[joshuakarjala]

According to GDPR you do not need consent to gather personal data which is reasonable with regards to the service your are providing.

Why you do need consent for is to gather unneeded personal data or to send personl data to 3rd party providers for processing that is not essential to your service.

You are not allowed to deny people access to your site based on lack of this kind of consent.

[Tharkun]

What are you basing that last paragraph on? It's my website, I'll damn well deny access to anyone I please.

[mattmanser]

Perhaps you should read the parable of King Canute?

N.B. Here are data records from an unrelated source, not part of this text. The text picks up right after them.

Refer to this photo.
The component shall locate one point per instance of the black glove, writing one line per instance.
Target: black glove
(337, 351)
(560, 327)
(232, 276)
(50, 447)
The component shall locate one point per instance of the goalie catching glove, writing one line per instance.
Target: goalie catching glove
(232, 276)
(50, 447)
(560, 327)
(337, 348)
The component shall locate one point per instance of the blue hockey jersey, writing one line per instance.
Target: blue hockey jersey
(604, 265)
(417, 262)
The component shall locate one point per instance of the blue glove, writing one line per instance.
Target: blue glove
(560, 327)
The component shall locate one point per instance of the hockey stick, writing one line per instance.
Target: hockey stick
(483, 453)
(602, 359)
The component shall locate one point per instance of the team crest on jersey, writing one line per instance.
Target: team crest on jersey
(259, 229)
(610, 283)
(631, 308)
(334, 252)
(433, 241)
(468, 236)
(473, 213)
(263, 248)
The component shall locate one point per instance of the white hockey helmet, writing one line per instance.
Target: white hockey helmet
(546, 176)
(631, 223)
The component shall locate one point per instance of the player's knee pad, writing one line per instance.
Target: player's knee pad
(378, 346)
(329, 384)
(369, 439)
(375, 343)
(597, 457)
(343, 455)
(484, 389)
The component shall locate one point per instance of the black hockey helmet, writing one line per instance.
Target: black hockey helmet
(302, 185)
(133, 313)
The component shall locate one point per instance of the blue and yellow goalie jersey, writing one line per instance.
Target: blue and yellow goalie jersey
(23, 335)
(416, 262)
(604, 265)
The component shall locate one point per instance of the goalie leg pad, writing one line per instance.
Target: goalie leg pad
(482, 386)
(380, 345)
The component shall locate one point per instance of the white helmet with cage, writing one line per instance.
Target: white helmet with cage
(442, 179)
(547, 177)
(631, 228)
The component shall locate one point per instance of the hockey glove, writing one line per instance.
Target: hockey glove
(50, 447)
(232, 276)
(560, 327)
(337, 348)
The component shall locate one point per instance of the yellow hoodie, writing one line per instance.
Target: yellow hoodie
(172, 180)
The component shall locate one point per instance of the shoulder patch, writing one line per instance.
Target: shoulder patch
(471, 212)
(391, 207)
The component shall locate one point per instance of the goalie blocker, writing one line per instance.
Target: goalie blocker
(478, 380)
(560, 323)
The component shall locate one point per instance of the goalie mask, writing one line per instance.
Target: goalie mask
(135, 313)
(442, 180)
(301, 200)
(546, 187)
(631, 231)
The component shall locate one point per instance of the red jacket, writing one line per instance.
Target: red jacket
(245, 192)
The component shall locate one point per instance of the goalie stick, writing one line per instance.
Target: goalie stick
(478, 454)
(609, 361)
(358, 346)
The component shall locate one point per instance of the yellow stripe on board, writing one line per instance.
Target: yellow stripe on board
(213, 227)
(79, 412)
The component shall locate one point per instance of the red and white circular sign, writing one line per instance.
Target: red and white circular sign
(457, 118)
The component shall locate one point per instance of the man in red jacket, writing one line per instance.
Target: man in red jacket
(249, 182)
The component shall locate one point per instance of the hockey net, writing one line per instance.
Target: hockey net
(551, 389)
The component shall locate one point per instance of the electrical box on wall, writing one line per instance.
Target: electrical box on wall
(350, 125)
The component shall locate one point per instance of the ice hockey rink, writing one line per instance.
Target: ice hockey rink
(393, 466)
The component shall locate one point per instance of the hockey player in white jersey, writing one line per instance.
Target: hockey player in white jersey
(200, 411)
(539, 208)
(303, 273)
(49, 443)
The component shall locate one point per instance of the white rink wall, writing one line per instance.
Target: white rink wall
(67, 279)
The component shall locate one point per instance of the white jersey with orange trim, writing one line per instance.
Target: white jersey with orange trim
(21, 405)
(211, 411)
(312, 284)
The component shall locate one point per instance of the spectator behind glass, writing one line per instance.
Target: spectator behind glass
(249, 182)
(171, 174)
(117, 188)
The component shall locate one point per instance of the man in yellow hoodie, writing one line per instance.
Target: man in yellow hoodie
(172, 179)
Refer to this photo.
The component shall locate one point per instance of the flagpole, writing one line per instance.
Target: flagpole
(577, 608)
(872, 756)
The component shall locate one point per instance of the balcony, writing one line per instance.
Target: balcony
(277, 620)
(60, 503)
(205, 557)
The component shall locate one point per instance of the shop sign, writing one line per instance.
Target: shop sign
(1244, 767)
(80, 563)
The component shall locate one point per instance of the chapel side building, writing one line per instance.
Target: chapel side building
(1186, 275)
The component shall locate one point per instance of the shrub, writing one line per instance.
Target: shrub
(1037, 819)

Here's roughly what you must comply by, if you're not blocking the whole of the EU.

https://ico.org.uk/for-organisations/guide-to-the-general-da...

[ithkuil]

I'm not sure I understand what this means:

> Avoid making consent to processing a precondition of a service.

Does it mean I have to ensure my users can use the service even if I'm not allowed to "process" their data? I assume this must mean "processing" data for reasons not directly connected to the actual service. (E.g. using the data to gather business intelligence or sell it to third parties)

[jacquesm]

It's your website but they are not your users. You can deny access to anyone you please but for those that you do allow access you're going to have to abide by the law.

[TeMPOraL]

> What are you basing that last paragraph on? It's my website, I'll damn well deny access to anyone I please.

If you collect and process PIIs of EU citizens, the EU will do whatever it goddamn likes with you, which currently means some pretty high fines.

[ryanwaggoner]

Only if they can enforce and collect them. I’m extremely skeptical that they can do so for companies with no ties to the EU. I suspect other countries will take a dim view of the EU attacking their sovereignty like that, and will probably just ignore it.